We studied error monitoring in a human patient with unique implantation of depth electrodes in both the left dorsal cingulate gyrus and medial temporal lobe prior to surgery. The patient performed a speeded go/nogo task and made a substantial number of commission errors (false alarms). As predicted, intracranial Local Field Potentials (iLFPs) in dorsal anterior cingulate indexed the detection of errors, showing an early differential activity around motor execution for false alarms, relative to correct responses (either hits or correct inhibitions). More surprisingly, we found that the left amygdala also participated to error monitoring (although no emotional stimuli were used), but with a very different neurophysiological profile as compared with the dorsal cingulate cortex. Amygdala iLFPs showed a precise and reproducible temporal unfolding, characterized by an early monophasic response for correct hits around motor execution, which was delayed by approximately 300ms for errors (even though actual RTs were almost identical in these two conditions). Moreover, time-frequency analyses demonstrated a reliable and transient coupling in the theta band around motor execution between these two distant regions. Additional fMRI investigation in the same patient confirmed a differential involvement of the dorsal cingulate cortex vs. amygdala in error monitoring during this go/nogo task. Finally, these intracranial results for the left amygdala were replicated in a second patient with intracranial electrodes in the right amygdala. Altogether, these results suggest that the amygdala may register the motivational significance of motor actions on a trial-by-trial basis, while the dorsal anterior cingulate cortex may provide signals concerning failures of cognitive control and behavioral adjustment. More generally, these data shed new light on neural mechanisms underlying self-monitoring by showing that even "simple" motor actions recruit not only executive cognitive processes (in dorsal cingulate) but also affective processes (in amygdala).

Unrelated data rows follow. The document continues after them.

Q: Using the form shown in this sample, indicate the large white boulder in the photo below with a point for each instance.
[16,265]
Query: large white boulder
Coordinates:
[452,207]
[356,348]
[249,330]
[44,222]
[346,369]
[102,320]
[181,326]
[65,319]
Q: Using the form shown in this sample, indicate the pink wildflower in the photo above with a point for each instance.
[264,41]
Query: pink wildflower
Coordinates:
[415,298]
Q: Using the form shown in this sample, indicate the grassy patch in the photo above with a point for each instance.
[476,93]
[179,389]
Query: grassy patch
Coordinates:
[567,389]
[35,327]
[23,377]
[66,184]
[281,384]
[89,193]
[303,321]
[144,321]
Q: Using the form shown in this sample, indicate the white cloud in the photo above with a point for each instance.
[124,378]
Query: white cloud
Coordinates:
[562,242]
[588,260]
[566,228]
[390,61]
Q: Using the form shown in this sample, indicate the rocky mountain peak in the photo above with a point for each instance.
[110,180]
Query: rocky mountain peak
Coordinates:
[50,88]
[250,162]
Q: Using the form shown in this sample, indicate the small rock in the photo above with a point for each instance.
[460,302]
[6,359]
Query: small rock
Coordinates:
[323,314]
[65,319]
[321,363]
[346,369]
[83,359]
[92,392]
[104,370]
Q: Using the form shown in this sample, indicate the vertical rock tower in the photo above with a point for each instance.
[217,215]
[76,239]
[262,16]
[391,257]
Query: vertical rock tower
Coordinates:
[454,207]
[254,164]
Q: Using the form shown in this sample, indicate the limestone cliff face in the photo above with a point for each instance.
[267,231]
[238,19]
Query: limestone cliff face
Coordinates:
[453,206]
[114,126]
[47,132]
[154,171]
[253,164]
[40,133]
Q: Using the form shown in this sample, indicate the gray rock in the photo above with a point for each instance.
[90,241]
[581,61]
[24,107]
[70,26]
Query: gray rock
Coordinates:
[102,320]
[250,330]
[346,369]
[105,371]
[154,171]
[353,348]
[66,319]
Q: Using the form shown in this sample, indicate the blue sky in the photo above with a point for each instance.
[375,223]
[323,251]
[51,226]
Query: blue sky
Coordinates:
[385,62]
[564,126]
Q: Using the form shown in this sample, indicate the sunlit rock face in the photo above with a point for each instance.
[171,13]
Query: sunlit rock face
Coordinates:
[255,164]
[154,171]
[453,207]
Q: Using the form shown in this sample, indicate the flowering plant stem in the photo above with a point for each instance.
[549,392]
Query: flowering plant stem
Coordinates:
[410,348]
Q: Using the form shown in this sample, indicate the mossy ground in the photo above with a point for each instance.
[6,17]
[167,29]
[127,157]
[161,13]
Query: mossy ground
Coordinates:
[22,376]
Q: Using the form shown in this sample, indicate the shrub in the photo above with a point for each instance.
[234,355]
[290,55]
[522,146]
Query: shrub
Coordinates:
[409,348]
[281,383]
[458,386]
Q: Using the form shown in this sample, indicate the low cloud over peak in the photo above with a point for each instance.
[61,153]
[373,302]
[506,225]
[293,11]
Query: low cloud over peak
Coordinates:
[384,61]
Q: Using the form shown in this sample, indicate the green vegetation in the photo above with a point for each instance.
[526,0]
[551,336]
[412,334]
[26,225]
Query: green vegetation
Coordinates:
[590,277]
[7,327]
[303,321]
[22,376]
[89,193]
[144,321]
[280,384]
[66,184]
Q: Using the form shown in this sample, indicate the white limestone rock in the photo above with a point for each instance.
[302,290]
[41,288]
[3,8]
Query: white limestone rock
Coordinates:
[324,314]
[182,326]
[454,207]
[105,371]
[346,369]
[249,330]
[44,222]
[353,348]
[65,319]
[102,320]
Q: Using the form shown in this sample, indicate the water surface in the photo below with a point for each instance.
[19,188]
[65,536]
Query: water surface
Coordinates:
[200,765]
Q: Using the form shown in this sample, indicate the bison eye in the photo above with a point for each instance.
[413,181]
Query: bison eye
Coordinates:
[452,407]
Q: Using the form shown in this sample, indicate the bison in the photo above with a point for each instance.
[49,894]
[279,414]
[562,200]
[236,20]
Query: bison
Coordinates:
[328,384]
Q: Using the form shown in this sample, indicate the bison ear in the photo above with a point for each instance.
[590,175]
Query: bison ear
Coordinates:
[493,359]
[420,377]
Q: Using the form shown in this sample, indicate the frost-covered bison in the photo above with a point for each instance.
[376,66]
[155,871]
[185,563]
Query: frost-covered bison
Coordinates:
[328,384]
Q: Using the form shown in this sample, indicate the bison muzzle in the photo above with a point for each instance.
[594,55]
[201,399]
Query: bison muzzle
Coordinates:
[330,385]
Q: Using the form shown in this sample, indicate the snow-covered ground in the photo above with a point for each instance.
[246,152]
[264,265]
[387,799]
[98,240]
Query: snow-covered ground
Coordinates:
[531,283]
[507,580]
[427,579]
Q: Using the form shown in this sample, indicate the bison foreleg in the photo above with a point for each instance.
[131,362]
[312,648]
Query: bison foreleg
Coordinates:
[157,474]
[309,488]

我们研究了一位患者在手术前双侧背侧扣带回和内侧颞叶深部电极植入后的错误监控。患者执行了一个快速 Go/Nogo 任务,并犯了大量的误报错误(假警报)。正如预测的那样,背侧前扣带回的颅内局部场电位(iLFPs)反映了错误的检测,相对于正确反应(无论是命中还是正确抑制),在错误时显示出运动执行前后的早期差异活动。更令人惊讶的是,我们发现左杏仁核也参与了错误监控(尽管没有使用情绪刺激),但与背侧扣带回皮层相比,其神经生理特征非常不同。杏仁核 iLFPs 显示出精确且可重复的时间展开,其特征是在运动执行周围的正确命中时呈现早期的单相反应,而在错误时延迟约 300ms(尽管在这两种情况下实际 RT 几乎相同)。此外,时频分析表明,在这两个遥远的区域之间,围绕运动执行存在可靠且短暂的θ带耦合。在同一位患者中进行的额外 fMRI 研究证实,在这个 Go/Nogo 任务中,背侧扣带皮层与杏仁核在错误监控中存在差异参与。最后,在第二位右侧杏仁核颅内电极患者中复制了左侧杏仁核的这些颅内结果。总之,这些结果表明,杏仁核可能根据试次基础上的运动动作的动机意义进行登记,而背侧前扣带皮层可能提供关于认知控制和行为调整失败的信号。更一般地说,这些数据通过显示即使是“简单”的运动动作也不仅招募执行认知过程(在背侧扣带),而且还招募情感过程(在杏仁核),为自我监控的神经机制提供了新的视角。